I observe the blueish veins on my wrists. The blood flowing through them contains hemoglobins, a protein that has four iron atoms incorporated into it's structure. Iron is only naturally produced in one place, it can only be forged in the core of dying stars. I can't help but think that I am built from and kept alive by pieces of dying stardust, gazing at the stars as I do so. I don't really know why I like being awake at 4 am. Maybe, because the whole world is silent and peaceful. And at this very moment it seems like the whole world is asleep and I'm alone. So alone. But I seem to want more of it. The solitude. It creates a fire within me and all I want to do is run, swim, fly. And so therefore I do the only rational thing there is to do. I climb out of my window and walk towards the lake by the woods. I feel so cliché. Sneaking out at 4 am to go and swim in a lake . I'm so original. Never heard that one before. All that's missing now, is a brutal axe murderer and a pretty girl to swim with me. We'll have magical sex beneath the moon and stars. The axe murderer will then come and slash our faces and proceed by eating our liver and kidneys. Just to be clear, I'll be having sex with the girl not the axe murderer.
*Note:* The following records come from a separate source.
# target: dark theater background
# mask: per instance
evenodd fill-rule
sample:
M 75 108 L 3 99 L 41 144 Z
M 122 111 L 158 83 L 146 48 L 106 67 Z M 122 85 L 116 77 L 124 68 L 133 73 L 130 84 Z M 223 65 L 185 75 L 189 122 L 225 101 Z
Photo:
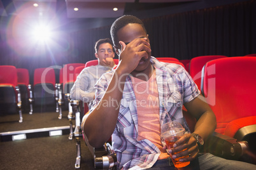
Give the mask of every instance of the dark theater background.
M 108 16 L 104 3 L 85 12 L 82 1 L 39 1 L 45 8 L 29 1 L 0 1 L 1 65 L 29 69 L 31 81 L 36 68 L 94 59 L 95 42 L 110 37 L 111 23 L 123 14 L 143 20 L 156 57 L 256 53 L 255 1 L 118 1 L 122 11 Z
M 52 74 L 55 76 L 53 78 L 54 84 L 57 83 L 56 86 L 52 84 L 52 89 L 56 90 L 61 86 L 60 69 L 69 63 L 80 63 L 83 67 L 83 63 L 96 60 L 95 43 L 99 39 L 111 38 L 112 23 L 123 15 L 134 15 L 143 22 L 152 55 L 155 57 L 175 58 L 180 62 L 190 62 L 191 59 L 202 56 L 230 58 L 256 54 L 255 0 L 0 0 L 0 66 L 27 69 L 32 86 L 34 85 L 36 69 L 56 69 L 55 74 Z M 115 58 L 118 56 L 115 55 Z M 192 63 L 184 63 L 183 66 L 187 69 L 187 66 L 190 67 Z M 197 75 L 198 86 L 204 64 L 194 74 Z M 245 67 L 243 70 L 247 69 Z M 255 72 L 255 69 L 254 66 L 250 69 L 251 72 L 249 70 L 248 75 L 245 74 L 249 81 L 238 81 L 244 83 L 238 88 L 239 91 L 241 89 L 249 91 L 248 82 L 255 86 L 255 74 L 250 76 L 249 74 Z M 188 73 L 192 77 L 192 72 Z M 68 74 L 66 75 L 68 77 Z M 192 77 L 194 80 L 196 77 Z M 233 84 L 229 86 L 228 89 L 233 88 Z M 0 91 L 1 95 L 3 91 L 4 90 Z M 250 101 L 253 101 L 256 95 L 255 88 L 252 91 L 254 95 L 246 96 Z M 82 140 L 81 131 L 76 136 L 73 133 L 74 131 L 69 131 L 70 128 L 77 124 L 75 119 L 71 121 L 68 117 L 70 101 L 60 92 L 52 94 L 52 108 L 39 105 L 34 107 L 34 114 L 29 114 L 29 103 L 27 103 L 28 110 L 23 112 L 23 122 L 18 122 L 18 112 L 8 115 L 0 107 L 0 169 L 73 169 L 76 161 L 81 157 L 81 169 L 94 169 L 94 158 L 89 154 L 90 150 Z M 247 98 L 248 96 L 251 98 Z M 1 102 L 5 101 L 5 98 L 1 98 Z M 41 103 L 49 101 L 42 98 Z M 13 100 L 15 103 L 17 100 Z M 245 101 L 242 100 L 241 103 Z M 62 105 L 62 119 L 58 119 L 60 112 L 56 111 L 59 101 L 62 102 L 59 102 Z M 35 105 L 35 101 L 31 103 L 32 102 Z M 239 103 L 238 105 L 243 105 Z M 250 103 L 245 105 L 252 106 Z M 255 108 L 249 109 L 253 109 L 255 117 Z M 82 115 L 82 111 L 81 113 Z M 247 122 L 243 123 L 245 122 Z M 254 154 L 248 153 L 254 156 L 256 164 L 255 126 L 254 138 L 250 140 L 254 142 Z M 62 131 L 60 136 L 49 137 L 52 131 L 58 129 Z M 71 139 L 68 138 L 70 134 L 73 135 Z M 26 140 L 13 141 L 13 136 L 19 134 L 24 135 L 23 139 Z M 78 141 L 81 145 L 78 145 Z M 81 147 L 81 157 L 78 146 Z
I remember Franco, my best friend telling me "Kat, maybe sometimes it's okay to be cliché. But then again it's more fun being an outcast!" I really had no idea what the fuck he was talking about since everyone likes him. I kinda hate him, but I kinda don't. To be honest it's hard not to hate him most of the time. He's good at everything. He beats me at almost everything. But he's so good natured about it. So modest. Ugh. There are only two things I seem to excel at; swimming and science. Funny right? The two things that will basically get me nowhere in life.

For some reason, people see me as the 'approachable' one. I'm one girls will come up to and ask whether my friend is single or not. I honestly don't understand why. Who would want a tanned, green eyed latino with midnight blue hair, when they could have a skinny, sarcastic, asian boy with Harry Potter glasses? Personally, I don't see it. Is it bad that I find myself funny? Because I'm hilarious. Just saying.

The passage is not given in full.